20 Questions about CRPS

The story of Sandy

For international Rare Disease Day, here’s a game of 20 questions. It’s about my own condition, Complex Regional Pain Syndrome; still also known by its old name: Reflex Sympathetic Dystrophy (RSD)1. . Here goes!

1. What causes CRPS?

2. Why do certain individuals develop CRPS?

3. How can CRPS be triggered by so many different types of trauma or injury?

4. Is CRPS primarily an autoimmune disease or a neuro-inflammatory condition?

5. Why is there such a large range of symptoms of CRPS?

6. Is there a genetic component to CRPS?

7. Are there specific, separate, stages of CRPS?

8. Is CRPS always due to an underlying, if unidentified, nerve injury?

9. Why do different patients have different symptoms of CRPS?

10. How can CRPS be considered rare in some parts of the world, yet not in others?

11. Why do nerve blocks provide short-term pain relief for some CRPS patients, and not for others?

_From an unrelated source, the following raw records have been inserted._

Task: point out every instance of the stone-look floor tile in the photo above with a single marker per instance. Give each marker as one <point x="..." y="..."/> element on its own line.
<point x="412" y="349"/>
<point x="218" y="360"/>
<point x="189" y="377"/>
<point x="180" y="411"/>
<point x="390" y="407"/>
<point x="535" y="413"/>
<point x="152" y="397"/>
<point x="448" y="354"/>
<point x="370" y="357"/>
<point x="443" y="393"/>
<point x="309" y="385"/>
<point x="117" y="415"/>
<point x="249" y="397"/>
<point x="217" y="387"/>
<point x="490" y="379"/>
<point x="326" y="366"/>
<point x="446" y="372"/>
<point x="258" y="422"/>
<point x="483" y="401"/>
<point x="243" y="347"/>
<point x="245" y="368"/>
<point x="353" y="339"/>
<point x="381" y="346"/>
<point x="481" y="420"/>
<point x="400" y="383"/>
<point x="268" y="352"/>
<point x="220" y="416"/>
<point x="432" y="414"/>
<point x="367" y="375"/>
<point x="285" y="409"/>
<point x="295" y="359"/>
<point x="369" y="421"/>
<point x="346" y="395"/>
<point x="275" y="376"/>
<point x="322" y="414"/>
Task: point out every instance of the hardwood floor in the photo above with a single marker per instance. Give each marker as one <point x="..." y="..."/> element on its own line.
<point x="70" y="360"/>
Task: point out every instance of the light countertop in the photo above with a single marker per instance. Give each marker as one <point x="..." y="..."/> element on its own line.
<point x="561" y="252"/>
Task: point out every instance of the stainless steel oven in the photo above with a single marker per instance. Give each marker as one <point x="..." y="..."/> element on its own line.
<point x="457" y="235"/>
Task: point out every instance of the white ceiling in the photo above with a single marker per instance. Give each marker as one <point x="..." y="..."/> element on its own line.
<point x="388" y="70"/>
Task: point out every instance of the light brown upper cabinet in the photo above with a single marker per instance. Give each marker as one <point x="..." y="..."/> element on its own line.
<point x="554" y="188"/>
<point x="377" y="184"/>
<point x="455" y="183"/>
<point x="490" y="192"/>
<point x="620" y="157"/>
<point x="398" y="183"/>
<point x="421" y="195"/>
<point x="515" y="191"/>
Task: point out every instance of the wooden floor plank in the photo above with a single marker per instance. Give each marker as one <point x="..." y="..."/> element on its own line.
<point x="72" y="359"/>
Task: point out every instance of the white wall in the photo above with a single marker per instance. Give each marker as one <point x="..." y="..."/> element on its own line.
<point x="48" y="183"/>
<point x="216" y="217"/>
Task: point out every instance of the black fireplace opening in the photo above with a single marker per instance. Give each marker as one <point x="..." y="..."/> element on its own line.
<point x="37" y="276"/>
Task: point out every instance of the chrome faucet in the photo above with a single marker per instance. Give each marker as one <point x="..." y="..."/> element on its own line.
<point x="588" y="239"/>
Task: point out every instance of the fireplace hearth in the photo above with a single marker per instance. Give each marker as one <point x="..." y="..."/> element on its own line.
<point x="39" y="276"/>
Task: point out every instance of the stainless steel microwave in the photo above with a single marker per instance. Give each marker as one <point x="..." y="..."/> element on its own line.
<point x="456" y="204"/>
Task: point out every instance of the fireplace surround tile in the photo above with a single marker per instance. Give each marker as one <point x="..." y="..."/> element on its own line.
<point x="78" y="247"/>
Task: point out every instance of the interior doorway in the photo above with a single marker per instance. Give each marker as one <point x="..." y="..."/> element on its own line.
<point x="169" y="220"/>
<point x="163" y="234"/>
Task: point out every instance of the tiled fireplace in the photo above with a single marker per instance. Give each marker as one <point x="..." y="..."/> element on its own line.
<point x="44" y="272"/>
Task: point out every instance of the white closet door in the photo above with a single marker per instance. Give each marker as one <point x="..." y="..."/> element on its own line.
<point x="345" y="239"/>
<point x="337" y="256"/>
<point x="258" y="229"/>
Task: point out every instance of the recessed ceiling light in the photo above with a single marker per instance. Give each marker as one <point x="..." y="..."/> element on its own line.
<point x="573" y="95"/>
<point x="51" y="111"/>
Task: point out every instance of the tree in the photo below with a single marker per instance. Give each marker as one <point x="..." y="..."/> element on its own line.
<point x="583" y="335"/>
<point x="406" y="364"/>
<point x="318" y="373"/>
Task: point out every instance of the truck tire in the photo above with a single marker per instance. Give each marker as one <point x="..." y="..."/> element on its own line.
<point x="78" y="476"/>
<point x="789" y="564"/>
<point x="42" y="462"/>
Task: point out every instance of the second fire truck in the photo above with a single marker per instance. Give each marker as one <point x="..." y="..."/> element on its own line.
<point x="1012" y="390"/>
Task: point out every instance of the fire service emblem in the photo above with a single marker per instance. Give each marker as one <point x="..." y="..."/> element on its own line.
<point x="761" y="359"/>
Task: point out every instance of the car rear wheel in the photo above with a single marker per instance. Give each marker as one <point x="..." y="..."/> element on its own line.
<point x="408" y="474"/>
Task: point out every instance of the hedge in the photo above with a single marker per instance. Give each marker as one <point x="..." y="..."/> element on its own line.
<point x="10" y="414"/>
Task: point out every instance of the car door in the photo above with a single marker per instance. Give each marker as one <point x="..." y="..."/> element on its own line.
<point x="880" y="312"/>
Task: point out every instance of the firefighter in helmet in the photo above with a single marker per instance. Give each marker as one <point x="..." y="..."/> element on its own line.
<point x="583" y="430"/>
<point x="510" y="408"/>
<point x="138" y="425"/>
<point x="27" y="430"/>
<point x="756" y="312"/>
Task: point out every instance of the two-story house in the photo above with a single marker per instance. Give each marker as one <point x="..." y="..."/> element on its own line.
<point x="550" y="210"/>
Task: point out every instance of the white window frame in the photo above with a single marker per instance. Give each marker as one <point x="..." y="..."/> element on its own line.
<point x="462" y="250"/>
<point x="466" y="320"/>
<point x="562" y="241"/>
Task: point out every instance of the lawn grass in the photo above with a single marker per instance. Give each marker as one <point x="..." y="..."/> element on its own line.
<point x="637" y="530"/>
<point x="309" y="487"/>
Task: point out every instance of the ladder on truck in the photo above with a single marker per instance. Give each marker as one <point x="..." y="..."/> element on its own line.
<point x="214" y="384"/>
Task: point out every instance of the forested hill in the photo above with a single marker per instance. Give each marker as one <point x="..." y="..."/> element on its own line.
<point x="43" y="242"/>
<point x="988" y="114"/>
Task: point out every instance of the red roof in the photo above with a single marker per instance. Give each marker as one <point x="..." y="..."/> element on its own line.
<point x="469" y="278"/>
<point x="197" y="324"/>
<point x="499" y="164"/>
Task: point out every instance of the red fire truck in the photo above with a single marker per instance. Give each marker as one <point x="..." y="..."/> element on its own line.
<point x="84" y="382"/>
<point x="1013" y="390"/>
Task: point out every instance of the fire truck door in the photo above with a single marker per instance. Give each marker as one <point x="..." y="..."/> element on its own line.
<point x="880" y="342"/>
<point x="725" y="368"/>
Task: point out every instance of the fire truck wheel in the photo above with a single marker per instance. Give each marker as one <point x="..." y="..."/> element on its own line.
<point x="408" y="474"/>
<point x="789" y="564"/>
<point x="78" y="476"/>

12. If treated early (within 3 months), some cases of CRPS resolve; by what mechanism(s)?

13. Is there any one single underlying commonality, across with all cases of CRPS?

14. Why does CRPS usually begin in a distal extremity (a hand or a foot)?

15. More women are afflicted with CRPS than men; why?

16. Why does CRPS resolve more often in children than in adults?

17. How, and why, does CRPS spread from one part of the body to another?

18. What explains the combinations of autonomic, motor, and sensory symptoms seen in CRPS?

19. Why do we still lack consensus on the basic pathophysiological mechanisms of CRPS?

20. CRPS has had a controversial history since the 1500s, with many name changes; why?

The answer to each of these questions – and many others – about CRPS is either “We don’t know” or “There is disagreement among experts”.